The anti-antibodies in that paper were an unwanted response to giving anti-T cell antibodies. Anti-antibodies as therapy would be expected to be highly dangerous because of formation of immune complexes - effectively what used to be known as serum sickness that made horse anti-tetanus serum a dangerous treatment. Since plasma cells go on producing antibodies for months it would be hopeless to try to keep clearing them away I think. The paper you quote is in mice and you can do strange things to mouse tolerance with antibodies to T cells that as far as I know do not translate to humans.
 

Jonathan Edwards

"Gibberish"
Messages
5,256
Prof. Edwards, respectively:

So you are saying that you are not sure what low NK Cell assays mean or indicate Because of our state of knowledge of NK cells?

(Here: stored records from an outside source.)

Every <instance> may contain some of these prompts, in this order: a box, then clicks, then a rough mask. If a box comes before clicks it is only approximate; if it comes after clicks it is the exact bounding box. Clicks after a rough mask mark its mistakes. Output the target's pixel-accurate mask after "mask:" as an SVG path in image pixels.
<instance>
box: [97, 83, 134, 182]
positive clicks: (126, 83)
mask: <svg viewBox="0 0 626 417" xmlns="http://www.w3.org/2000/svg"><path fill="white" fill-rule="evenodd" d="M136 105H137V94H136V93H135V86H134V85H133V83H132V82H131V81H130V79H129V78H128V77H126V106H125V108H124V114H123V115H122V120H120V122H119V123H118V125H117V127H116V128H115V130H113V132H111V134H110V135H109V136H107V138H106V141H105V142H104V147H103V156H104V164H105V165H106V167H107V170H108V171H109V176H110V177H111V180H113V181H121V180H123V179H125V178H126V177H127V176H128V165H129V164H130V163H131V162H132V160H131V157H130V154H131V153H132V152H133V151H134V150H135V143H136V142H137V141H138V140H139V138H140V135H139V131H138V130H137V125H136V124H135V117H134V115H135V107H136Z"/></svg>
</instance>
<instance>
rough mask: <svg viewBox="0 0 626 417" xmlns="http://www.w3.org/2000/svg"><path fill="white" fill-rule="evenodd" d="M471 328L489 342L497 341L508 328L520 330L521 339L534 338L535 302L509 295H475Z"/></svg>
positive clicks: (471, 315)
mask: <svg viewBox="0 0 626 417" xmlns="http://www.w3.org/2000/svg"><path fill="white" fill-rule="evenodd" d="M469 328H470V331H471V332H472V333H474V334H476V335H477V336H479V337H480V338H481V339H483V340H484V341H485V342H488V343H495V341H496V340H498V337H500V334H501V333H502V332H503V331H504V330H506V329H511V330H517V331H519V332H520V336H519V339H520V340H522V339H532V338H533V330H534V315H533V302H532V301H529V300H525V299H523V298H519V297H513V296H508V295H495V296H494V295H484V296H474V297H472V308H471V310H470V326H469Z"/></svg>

also, You never attempted to answer this question.

1. Your statement implies that you don't see really much evidence for active infections to be significant in the determination of your patient set?

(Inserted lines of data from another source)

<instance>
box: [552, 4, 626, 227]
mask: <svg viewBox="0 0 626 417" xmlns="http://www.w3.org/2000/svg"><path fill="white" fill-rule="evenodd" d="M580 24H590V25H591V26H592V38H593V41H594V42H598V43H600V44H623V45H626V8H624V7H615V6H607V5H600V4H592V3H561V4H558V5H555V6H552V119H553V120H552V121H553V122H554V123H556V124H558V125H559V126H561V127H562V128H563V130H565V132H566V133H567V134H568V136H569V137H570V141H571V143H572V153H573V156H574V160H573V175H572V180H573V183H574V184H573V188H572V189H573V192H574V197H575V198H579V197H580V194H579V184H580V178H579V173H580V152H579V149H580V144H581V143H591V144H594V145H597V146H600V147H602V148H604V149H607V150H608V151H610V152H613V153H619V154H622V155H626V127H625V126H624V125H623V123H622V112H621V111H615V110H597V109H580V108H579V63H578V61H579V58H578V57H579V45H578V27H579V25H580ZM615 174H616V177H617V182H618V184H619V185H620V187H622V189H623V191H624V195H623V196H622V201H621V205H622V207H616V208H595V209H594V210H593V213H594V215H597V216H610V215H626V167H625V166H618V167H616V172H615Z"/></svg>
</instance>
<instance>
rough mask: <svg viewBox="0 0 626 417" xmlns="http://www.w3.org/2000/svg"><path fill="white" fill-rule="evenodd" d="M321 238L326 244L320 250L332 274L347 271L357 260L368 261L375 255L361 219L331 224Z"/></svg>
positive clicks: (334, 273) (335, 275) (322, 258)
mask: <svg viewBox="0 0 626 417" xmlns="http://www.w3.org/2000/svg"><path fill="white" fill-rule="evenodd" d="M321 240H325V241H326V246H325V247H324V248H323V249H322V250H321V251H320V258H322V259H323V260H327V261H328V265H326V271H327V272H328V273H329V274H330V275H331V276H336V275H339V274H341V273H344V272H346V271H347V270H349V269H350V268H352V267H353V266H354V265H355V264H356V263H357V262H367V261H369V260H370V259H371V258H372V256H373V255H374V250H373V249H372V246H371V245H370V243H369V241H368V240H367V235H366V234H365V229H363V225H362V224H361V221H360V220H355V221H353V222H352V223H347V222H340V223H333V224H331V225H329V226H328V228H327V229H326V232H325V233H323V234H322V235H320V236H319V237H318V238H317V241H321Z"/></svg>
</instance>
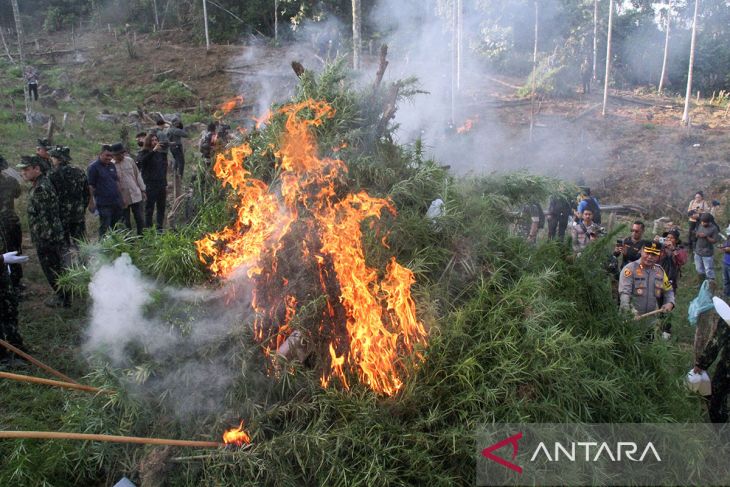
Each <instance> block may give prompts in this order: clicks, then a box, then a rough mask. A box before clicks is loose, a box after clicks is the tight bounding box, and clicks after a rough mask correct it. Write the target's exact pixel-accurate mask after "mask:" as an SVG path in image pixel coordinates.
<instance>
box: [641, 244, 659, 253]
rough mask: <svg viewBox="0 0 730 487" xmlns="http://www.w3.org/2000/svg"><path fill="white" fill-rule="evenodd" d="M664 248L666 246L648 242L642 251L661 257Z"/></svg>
mask: <svg viewBox="0 0 730 487" xmlns="http://www.w3.org/2000/svg"><path fill="white" fill-rule="evenodd" d="M663 248H664V246H663V245H662V244H660V243H659V242H648V243H647V244H646V245H644V248H643V249H641V250H643V251H644V252H646V253H647V254H654V255H660V254H661V253H662V249H663Z"/></svg>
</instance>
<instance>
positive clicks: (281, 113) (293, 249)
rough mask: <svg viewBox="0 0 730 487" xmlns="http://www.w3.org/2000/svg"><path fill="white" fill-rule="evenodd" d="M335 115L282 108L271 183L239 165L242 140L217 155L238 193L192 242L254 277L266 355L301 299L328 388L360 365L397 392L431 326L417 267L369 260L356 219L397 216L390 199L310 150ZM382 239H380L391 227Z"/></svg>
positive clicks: (228, 276) (313, 101)
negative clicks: (355, 181)
mask: <svg viewBox="0 0 730 487" xmlns="http://www.w3.org/2000/svg"><path fill="white" fill-rule="evenodd" d="M334 113H335V112H334V109H333V108H332V107H331V106H330V105H328V104H327V103H325V102H322V101H315V100H307V101H304V102H301V103H297V104H289V105H285V106H284V107H282V108H280V109H279V110H278V111H277V115H281V116H283V117H284V119H285V124H284V127H285V128H284V133H283V136H282V138H281V141H280V143H279V144H278V145H279V146H278V150H275V151H272V152H273V154H274V156H275V157H276V160H277V165H278V167H277V168H276V169H277V171H278V179H277V180H276V184H275V185H274V184H273V183H272V184H271V185H269V184H267V183H265V182H263V181H261V180H259V179H255V178H253V177H252V175H251V173H250V172H249V171H248V170H247V169H246V167H245V162H246V159H247V158H248V157H249V156H251V154H252V152H253V151H252V149H251V147H250V146H249V145H247V144H243V145H241V146H239V147H235V148H233V149H230V150H229V151H227V152H226V153H224V154H219V155H218V156H217V158H216V162H215V165H214V171H215V174H216V176H217V177H218V178H219V179H220V180H221V182H222V184H223V185H224V186H229V187H230V188H231V189H232V190H233V191H234V192H235V194H236V197H237V204H236V210H237V218H236V221H235V222H234V223H233V224H232V225H231V226H229V227H226V228H224V229H223V230H221V231H219V232H215V233H211V234H208V235H206V236H205V237H204V238H202V239H201V240H199V241H198V242H197V249H198V254H199V257H200V259H201V261H202V262H203V263H205V264H207V265H208V266H209V267H210V269H211V270H212V271H213V272H214V273H215V274H217V275H219V276H221V277H229V276H231V275H233V274H234V272H236V271H237V270H240V271H241V272H243V271H245V272H246V273H247V275H248V277H249V278H251V279H253V281H254V284H255V285H254V291H253V296H252V306H253V308H254V309H255V310H256V312H257V317H256V319H255V321H254V336H255V338H256V339H257V340H258V341H259V342H260V343H261V344H262V346H263V348H264V351H265V353H266V354H267V355H269V356H273V355H275V353H272V352H276V351H277V350H278V349H279V347H280V346H281V345H282V343H283V342H284V341H285V340H287V338H289V337H290V336H291V334H292V333H293V332H294V331H295V329H298V327H301V326H302V324H301V323H299V321H300V320H299V319H298V318H299V315H300V314H301V315H302V316H305V314H304V310H305V309H306V317H305V318H302V319H301V321H304V322H305V324H309V325H310V326H307V328H306V330H302V331H303V332H304V334H305V335H306V336H307V339H306V342H307V343H309V344H311V346H312V347H314V350H312V351H314V352H316V353H317V357H318V359H319V360H320V361H322V362H323V364H322V366H321V367H322V375H321V378H320V381H321V383H322V385H323V386H324V387H326V386H327V385H328V384H329V382H330V379H331V378H333V377H335V378H336V379H337V380H339V382H340V383H341V384H342V386H343V387H345V388H349V387H350V383H351V381H350V379H349V376H352V375H355V376H357V378H358V379H359V380H360V382H361V383H364V384H366V385H367V386H368V387H370V388H371V389H372V390H374V391H376V392H378V393H381V394H385V395H393V394H395V393H396V392H397V391H398V390H399V389H400V388H401V387H402V385H403V379H404V374H405V362H404V358H403V357H404V356H406V355H412V354H413V353H414V352H415V354H416V355H415V356H416V358H417V359H422V355H420V353H419V352H418V348H419V347H425V346H426V340H427V332H426V329H425V328H424V326H423V324H422V323H421V322H420V321H419V320H418V318H417V317H416V310H415V302H414V301H413V298H412V297H411V286H412V284H413V283H414V282H415V279H414V276H413V273H412V272H411V271H410V270H409V269H407V268H405V267H403V266H401V265H400V264H398V263H397V262H396V260H395V258H392V259H391V260H390V262H389V263H388V264H387V266H386V268H385V269H384V270H383V271H380V270H378V269H376V268H373V267H371V266H368V265H367V263H366V261H365V250H364V247H363V243H362V242H363V228H362V224H363V222H365V223H367V224H369V225H370V228H373V227H374V225H375V223H376V222H377V221H378V220H379V219H380V218H381V214H382V213H383V212H388V213H391V214H395V208H394V207H393V205H392V203H391V202H390V201H389V200H387V199H383V198H376V197H372V196H370V195H369V194H367V193H366V192H364V191H360V192H357V193H347V192H346V191H345V190H346V187H347V185H346V175H347V166H346V165H345V163H344V162H343V161H341V160H339V159H331V158H319V157H318V155H317V144H316V139H315V137H314V135H313V129H314V128H316V127H319V126H321V125H322V124H323V123H324V122H325V121H326V120H327V119H329V118H332V117H333V116H334ZM366 220H367V222H366ZM379 241H380V242H381V243H382V245H384V246H385V248H387V236H386V237H383V238H382V240H379ZM312 303H314V304H312ZM313 309H314V310H315V311H312V310H313ZM312 322H314V325H312ZM297 338H298V337H297Z"/></svg>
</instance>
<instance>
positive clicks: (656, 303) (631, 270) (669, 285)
mask: <svg viewBox="0 0 730 487" xmlns="http://www.w3.org/2000/svg"><path fill="white" fill-rule="evenodd" d="M661 253H662V244H660V243H659V242H647V243H646V245H644V248H643V249H642V250H641V258H640V259H639V260H637V261H634V262H629V263H628V264H626V266H625V267H624V268H623V269H622V270H621V277H619V281H618V292H619V298H620V302H621V309H623V310H625V311H631V312H633V313H635V314H636V315H643V314H646V313H651V312H652V311H656V310H657V309H662V310H663V311H664V312H665V313H669V312H670V311H672V310H673V309H674V305H675V302H674V289H672V284H671V283H670V282H669V279H668V278H667V274H666V273H665V272H664V269H662V268H661V266H659V265H658V264H657V262H658V261H659V257H660V256H661ZM660 302H661V303H663V304H662V306H661V308H659V303H660ZM654 321H655V320H652V324H653V323H654Z"/></svg>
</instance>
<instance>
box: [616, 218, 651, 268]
mask: <svg viewBox="0 0 730 487" xmlns="http://www.w3.org/2000/svg"><path fill="white" fill-rule="evenodd" d="M644 228H645V226H644V222H642V221H639V220H636V221H635V222H634V223H633V224H632V225H631V235H630V236H628V237H626V238H625V239H623V240H622V241H621V244H619V243H618V242H616V246H615V247H614V249H613V255H614V257H618V256H620V255H621V256H623V257H622V260H621V268H622V269H623V268H624V267H625V266H626V264H628V263H630V262H635V261H637V260H639V259H640V258H641V249H643V248H644V245H646V244H647V243H649V242H647V241H646V240H644V238H643V237H644Z"/></svg>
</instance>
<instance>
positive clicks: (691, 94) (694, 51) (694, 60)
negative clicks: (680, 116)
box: [682, 0, 700, 125]
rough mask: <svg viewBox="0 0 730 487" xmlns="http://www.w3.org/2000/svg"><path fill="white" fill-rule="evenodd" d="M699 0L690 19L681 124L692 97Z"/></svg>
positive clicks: (687, 113)
mask: <svg viewBox="0 0 730 487" xmlns="http://www.w3.org/2000/svg"><path fill="white" fill-rule="evenodd" d="M699 8H700V0H695V14H694V16H693V19H692V40H691V41H690V44H689V71H688V72H687V93H686V94H685V96H684V113H683V114H682V125H687V124H689V100H690V98H692V70H693V68H694V64H695V40H696V38H697V12H699Z"/></svg>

I actually think the things you are saying are quite enlightening, educating and rather exciting.

The problem with NK cells as I see it is that each persons NK cells uses different inhibitory receptors and each person also has different proteins to bind these receptors. So an assay of NK function on K562 cells may be a bit misleading. If kingfishers are good at catching fish and owls are good at catching mice you may run into trouble if you test for killing efficiency with just fish (or mice) as bait. If there is a consistent difference in results of NK assays, and that is not the view of all researchers in the field, it may be telling us that ME patients' NK cells kill by a different route rather than kill less. If their NK cells were truly defective then that would either have to be genetic or secondary to something like autoantibodies. If genetic their relatives should suffer more infections and I doubt there is evidence for that being a significant problem. If the genetics are complex then the effect in relatives may be small but I think there ought to be some clues.

I don't want to exclude any possibilities but the calim that NK function is poor in vivo in ME seems to me to need further evidence.

I think I did say that I am not aware of consistent evidence for more active infections in ME. I do not personally have a patient set. I am going by the literature.